Fig. 3. Schematic view of the “aging mouse” project. Mice were maintained from adult to advanced age under standard laboratory conditions, or under treatment with either rapamycin or caloric restriction. Samples were then collected to analyze via RNA sequencing, mass spectrometry and ribosome footprint sequencing. The computational analysis revealed molecular pathways that are affected in either of the three conditions relative to adult mice, and in the majority of cases, the changes brought by aging were reverted by the treatments. However, rapamycin had additional effects on metabolism and caloric restriction on protein synthesis. The model suggested by these results is shown in the right panel.

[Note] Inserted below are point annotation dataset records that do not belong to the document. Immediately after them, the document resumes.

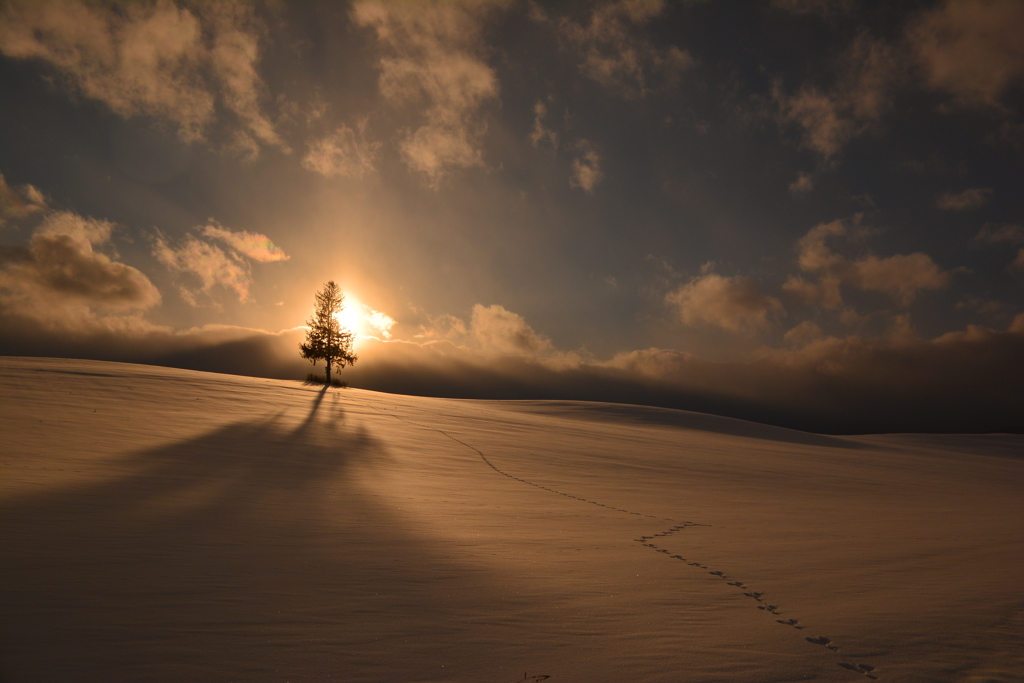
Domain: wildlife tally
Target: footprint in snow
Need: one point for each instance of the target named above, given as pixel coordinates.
(860, 669)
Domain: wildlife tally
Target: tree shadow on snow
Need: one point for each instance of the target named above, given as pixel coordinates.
(243, 554)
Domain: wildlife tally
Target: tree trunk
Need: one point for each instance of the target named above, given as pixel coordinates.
(330, 345)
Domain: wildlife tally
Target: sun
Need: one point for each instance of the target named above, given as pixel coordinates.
(352, 317)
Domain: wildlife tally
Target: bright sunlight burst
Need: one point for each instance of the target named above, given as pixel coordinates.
(364, 321)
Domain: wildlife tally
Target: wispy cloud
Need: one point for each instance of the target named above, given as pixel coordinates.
(255, 246)
(969, 199)
(345, 153)
(19, 203)
(209, 263)
(542, 133)
(902, 276)
(158, 59)
(60, 279)
(212, 265)
(735, 304)
(586, 168)
(828, 119)
(614, 53)
(972, 50)
(432, 61)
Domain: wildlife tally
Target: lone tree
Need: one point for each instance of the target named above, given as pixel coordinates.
(326, 339)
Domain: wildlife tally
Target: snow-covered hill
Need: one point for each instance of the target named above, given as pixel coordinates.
(161, 524)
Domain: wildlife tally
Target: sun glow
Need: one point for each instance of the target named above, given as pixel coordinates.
(351, 316)
(364, 321)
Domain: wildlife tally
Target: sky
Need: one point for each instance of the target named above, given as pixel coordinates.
(797, 211)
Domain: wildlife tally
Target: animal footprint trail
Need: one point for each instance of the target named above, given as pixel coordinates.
(860, 669)
(758, 596)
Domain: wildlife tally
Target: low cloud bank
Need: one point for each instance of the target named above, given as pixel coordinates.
(963, 382)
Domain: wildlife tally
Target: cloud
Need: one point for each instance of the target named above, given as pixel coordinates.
(825, 9)
(1013, 235)
(540, 132)
(1018, 263)
(731, 303)
(432, 61)
(209, 263)
(495, 329)
(803, 334)
(378, 322)
(829, 119)
(962, 382)
(969, 199)
(212, 265)
(1000, 233)
(18, 203)
(972, 50)
(613, 54)
(901, 276)
(255, 246)
(586, 168)
(803, 184)
(60, 280)
(159, 59)
(344, 153)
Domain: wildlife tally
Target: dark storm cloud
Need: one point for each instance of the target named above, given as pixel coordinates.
(454, 155)
(178, 63)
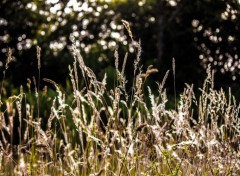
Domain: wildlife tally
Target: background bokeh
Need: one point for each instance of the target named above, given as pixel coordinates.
(195, 33)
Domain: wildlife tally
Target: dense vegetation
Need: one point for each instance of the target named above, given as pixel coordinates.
(93, 130)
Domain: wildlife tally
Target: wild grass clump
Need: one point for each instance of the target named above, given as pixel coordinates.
(120, 132)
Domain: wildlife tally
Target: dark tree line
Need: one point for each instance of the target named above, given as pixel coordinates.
(195, 33)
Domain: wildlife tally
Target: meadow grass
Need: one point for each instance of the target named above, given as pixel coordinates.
(97, 131)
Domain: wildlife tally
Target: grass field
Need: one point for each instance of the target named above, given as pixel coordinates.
(96, 131)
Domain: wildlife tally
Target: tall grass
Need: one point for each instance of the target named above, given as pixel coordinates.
(114, 132)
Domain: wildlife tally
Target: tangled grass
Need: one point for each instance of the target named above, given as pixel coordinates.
(114, 132)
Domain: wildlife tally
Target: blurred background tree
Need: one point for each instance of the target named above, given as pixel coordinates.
(195, 33)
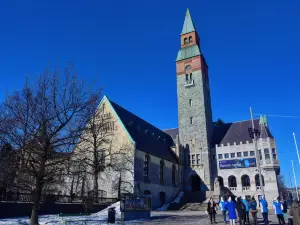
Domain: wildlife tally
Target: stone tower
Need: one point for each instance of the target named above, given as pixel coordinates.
(194, 109)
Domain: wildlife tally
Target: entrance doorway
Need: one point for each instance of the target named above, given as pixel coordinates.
(195, 183)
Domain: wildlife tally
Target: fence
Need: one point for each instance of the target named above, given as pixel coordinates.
(11, 196)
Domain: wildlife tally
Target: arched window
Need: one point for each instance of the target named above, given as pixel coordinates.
(161, 171)
(185, 41)
(257, 181)
(146, 168)
(245, 181)
(174, 174)
(232, 181)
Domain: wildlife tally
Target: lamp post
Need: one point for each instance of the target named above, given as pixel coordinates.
(253, 134)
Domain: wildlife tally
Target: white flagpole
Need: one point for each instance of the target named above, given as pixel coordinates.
(295, 180)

Automation, reproducibility, open science
The volume of data generated in a study has increased immensely in the past decade. Thus, we are undertaking efforts to facilitate the transparent, reproducible and efficient analysis of high-throughput data sets. Probably the most broadly used high-throughput technique is RNA sequencing. Although RNA-seq is employed in the large majority of molecular biology studies, the molecular biologists do not yet have sufficient tools to assess the quality of their data and obtain a basic summary that can inform subsequent analyses and experiments. To meet this need we have developed ZARP (Zavolan-Lab Automated RNA-Seq Pipeline), a generic RNA-Seq analysis pipeline that allows users to process and analyze Illumina short-read sequencing libraries with minimum effort. ZARP combines publicly available bioinformatics tools according to our extensive experience in the analysis of RNA-seq data, generating reports of sample quality metrics as well as functional annotation.
We are also working on setting up a workspace (frontend and backend) that allows users to run computational analysis workflows (Snakemake and Nextflow in particular) on the sciCORE infrastructure, based on community-wide standards set by the Global Alliance for Genomics and Health.